In the protein matrix, Toasted Pink Peppercorn delivers 5g of protein per 100g, while Anise Seed records 17.6g. If looking to optimize muscle protein synthesis, Anise Seed is superior in this macronutrient.
Carbohydrate structures and the Glycemic Index (GI) yield different metabolic dynamics: Toasted Pink Peppercorn has 50g of carbs with an estimated GI of 0, whereas Anise Seed has 50g with a GI of 30. Toasted Pink Peppercorn provides slower glucose absorption, ideal for preventing glucose spikes.
Regarding gut health, Toasted Pink Peppercorn features 25g of fiber per 100g, compared to 14.6g in Anise Seed. Consuming Toasted Pink Peppercorn significantly favors satiety and digestive transit.
2. Micronutrient Profile (Vitamins and Minerals)
Micronutrient analysis highlights the essential vitamins and minerals of each food, expressed as a percentage of the recommended Daily Value (%DV).
Toasted Pink Peppercorn's profile is highly notable for: manganese (0.5mg, 25% VDR) and magnesium (60mg, 15% VDR) and potassium (500mg, 14% VDR).
Conversely, Anise Seed stands out especially in: iron (36mg, 200% VDR) and vitamin-c (21mg, 23% VDR) and vitamin b1 (thiamine) (0.2mg, 17% VDR).
3. Medicinal Properties and Bioactive Compounds
From a phytonutrient and bioactive perspective, each superfood interacts with cellular receptors uniquely to deliver medicinal and cell-protective benefits.
Toasted Pink Peppercorn contains highly valuable active principles: Piperine (Enhances the bioavailability of nutrients and has anti-inflammatory effects.).
Toasted Pink Peppercorn posee propiedades descritas como: Antimicrobial, Digestive, Anti-inflammatory.
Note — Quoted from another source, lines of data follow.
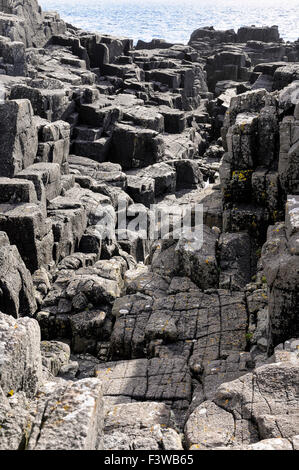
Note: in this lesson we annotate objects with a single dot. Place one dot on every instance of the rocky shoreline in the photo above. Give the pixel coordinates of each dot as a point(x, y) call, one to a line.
point(129, 343)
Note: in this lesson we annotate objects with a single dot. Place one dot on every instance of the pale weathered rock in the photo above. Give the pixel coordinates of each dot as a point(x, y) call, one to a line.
point(20, 361)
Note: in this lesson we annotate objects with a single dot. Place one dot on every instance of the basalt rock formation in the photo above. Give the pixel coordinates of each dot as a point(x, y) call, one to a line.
point(112, 339)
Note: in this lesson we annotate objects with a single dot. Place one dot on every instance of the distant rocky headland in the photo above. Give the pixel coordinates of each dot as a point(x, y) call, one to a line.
point(128, 342)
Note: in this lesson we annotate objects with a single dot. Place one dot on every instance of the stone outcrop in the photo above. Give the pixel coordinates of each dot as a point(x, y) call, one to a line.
point(115, 336)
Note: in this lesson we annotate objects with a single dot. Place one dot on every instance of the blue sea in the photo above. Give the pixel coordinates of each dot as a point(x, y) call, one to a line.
point(174, 20)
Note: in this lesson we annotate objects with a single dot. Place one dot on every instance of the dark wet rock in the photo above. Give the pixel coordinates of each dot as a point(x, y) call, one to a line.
point(144, 336)
point(18, 137)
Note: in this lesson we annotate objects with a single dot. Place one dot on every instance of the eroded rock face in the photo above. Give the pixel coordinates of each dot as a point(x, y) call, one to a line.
point(184, 339)
point(20, 367)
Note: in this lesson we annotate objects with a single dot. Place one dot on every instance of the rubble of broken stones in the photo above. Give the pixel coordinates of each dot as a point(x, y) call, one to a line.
point(132, 343)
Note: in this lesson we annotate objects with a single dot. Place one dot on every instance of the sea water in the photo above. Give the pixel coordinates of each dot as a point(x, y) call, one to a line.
point(175, 20)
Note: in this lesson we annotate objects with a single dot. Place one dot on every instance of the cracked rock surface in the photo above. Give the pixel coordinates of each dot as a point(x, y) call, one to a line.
point(111, 339)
Anise Seed contains highly valuable active principles: Anethole (Anethole is known for its anti-inflammatory and antimicrobial properties.).
Anise Seed se asocia con propiedades: Antimicrobial, Digestive, Anti-inflammatory.
4. AI Clinical Verdict
We conclude with the AI Clinical Verdict. Evaluating the Nutri-Scores (Toasted Pink Peppercorn: 100/100 vs Anise Seed: 100/100), we determine that both foods possess an equivalent nutritional value.
For Weight Control / Caloric Deficit, the recommended food is Toasted Pink Peppercorn due to its excellent volume-to-calorie ratio and hydration/fiber content.
For Muscle Gain and Athletic Performance, the biochemically advantageous option is Anise Seed because of its higher protein/amino acid content.
For Glycemic Control / Insulin Sensitivity, Toasted Pink Peppercorn is recommended due to its low glycemic impact.
For Cardiovascular Health and Antioxidants, Anise Seed stands out due to its concentration of cardioprotective compounds and key minerals.